We believe that Dr. Patrick Soon-Shiong is qualified to serve as a member of our board of directors due to his depth of expertise as chairman and chief executive officer of multiple multi-billion dollar companies in the life sciences industry, his broad experience in research and development of pioneering technologies and his educational background.

Michael S. Sitrick has served on our board of directors since May 2016. Since November 2009, Mr. Sitrick has served as the Chairman and Chief Executive Officer of Sitrick Group LLC, a subsidiary of Resources Connection, Inc (NASDAQ: RECN), and Sitrick And Company which he founded in 1989 and of which was its founder, Chairman and Chief Executive Officer. Sitrick And Company, which was sold to Resources Connection, Inc. in 2009., is a public relations, strategic communications and crisis management company providing advice and counseling to some of the country’s largest corporations, non-profits and governmental agencies, in many areas including investor relations, corporate governance, mergers and acquisitions, litigation support, corporate positioning and repositioning, reputation management, the development and implementation of strategies to deal with short sellers, executive transitions and government investigations. Prior to that, from 1981 to 1989 he was an executive and senior vice president – communications for Wickes Companies, Inc., head of communications and government affairs for National Can Corporation from 1974 to 1981 and group supervisor at Selz, Seabolt and Associates before that. Prior to that, Mr. Sitrick was assistant director of public information in the Richard J. Daley administration in Chicago and worked as a reporter. Mr. Sitrick is a published author, frequent lecturer, a former board member at two public companies (both of which were sold) and a current and former board member of several charitable organizations. Mr. Sitrick serves as a director of JAKKS Pacific, Inc. (NASDAQ: JAKK). He holds a BS in business administration with a major in journalism from the University of Maryland, College Park.

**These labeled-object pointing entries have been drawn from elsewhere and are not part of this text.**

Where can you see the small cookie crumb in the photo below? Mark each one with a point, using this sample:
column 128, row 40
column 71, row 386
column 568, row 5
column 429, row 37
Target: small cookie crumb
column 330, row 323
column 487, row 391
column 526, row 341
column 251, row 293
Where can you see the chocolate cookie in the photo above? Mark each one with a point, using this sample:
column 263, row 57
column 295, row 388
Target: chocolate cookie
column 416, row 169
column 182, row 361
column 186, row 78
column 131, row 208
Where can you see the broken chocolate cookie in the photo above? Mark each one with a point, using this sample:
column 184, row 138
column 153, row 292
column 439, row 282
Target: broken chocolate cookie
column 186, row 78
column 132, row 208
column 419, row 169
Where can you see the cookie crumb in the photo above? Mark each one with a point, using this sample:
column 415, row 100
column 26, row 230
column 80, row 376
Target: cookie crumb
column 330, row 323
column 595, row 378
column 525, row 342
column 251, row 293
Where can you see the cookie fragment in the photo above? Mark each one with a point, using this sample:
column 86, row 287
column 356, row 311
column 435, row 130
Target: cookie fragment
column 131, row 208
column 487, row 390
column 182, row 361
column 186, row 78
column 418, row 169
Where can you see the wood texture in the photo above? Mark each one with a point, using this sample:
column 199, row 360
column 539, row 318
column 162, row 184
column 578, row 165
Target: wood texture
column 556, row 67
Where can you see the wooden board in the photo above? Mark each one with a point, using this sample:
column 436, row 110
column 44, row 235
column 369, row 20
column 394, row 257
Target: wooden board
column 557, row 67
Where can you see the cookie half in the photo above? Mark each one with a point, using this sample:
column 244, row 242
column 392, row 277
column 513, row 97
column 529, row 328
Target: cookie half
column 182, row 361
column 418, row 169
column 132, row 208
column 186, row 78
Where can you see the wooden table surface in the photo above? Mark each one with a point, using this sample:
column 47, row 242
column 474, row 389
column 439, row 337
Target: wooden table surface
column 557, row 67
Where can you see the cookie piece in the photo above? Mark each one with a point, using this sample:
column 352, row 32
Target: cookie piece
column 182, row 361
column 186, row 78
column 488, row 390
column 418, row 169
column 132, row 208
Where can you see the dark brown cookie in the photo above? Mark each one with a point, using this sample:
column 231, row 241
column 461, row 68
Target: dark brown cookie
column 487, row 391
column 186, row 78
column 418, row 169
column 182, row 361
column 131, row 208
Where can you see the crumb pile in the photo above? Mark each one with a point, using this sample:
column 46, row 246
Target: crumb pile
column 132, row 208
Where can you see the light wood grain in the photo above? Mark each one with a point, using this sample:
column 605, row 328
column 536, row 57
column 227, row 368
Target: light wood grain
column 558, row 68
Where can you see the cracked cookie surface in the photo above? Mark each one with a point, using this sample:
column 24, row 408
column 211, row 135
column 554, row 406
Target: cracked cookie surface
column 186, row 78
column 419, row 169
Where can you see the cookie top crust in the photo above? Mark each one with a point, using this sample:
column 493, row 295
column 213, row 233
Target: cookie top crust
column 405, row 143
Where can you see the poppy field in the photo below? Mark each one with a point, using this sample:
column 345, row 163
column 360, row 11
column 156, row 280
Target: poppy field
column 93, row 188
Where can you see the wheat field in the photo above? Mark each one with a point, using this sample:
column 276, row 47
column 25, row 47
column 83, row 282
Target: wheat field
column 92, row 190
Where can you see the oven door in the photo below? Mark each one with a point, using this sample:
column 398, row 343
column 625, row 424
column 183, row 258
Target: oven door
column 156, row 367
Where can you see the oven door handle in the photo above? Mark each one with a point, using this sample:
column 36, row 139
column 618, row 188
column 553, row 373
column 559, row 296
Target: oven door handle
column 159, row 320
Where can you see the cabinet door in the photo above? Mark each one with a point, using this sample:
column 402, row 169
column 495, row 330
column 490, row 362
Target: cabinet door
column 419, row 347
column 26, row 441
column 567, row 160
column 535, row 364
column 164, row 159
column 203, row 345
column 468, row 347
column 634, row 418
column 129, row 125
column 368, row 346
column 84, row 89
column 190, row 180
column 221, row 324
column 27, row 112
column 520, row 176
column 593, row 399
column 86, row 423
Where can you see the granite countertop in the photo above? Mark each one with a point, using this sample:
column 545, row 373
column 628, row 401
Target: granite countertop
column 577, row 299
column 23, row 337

We believe that Mr. Sitrick is qualified to serve as a member of our board of directors because of his extensive experience and knowledge serving on and advising other public company boards.

Kirk K. Calhoun has served as a member of our board of directors since May 2016. Mr. Calhoun joined Ernst & Young LLP, a public accounting firm, in 1965 and served as a partner of the firm from 1975 until his retirement in 2002. Mr. Calhoun is a Certified Public Accountant (non-practicing) with a background in auditing and accounting. He has previously served on the boards and audit committees of seven public companies in the pharmaceutical and medical diagnostic industries. Mr. Calhoun currently serves on the boards of Ryerson Holding Corporation (NYSE: RYI), a metals processor and distributor, and PLx Pharma, Inc. (NASDAQ: PLXP), a specialty pharmaceutical company focused on commercializing aspirin products, plus three private companies, including NeuroSigma, Inc., a developer of products treating major neurological and neuropsychiatric disorders. Mr. Calhoun received a BS in accounting from the University of Southern California.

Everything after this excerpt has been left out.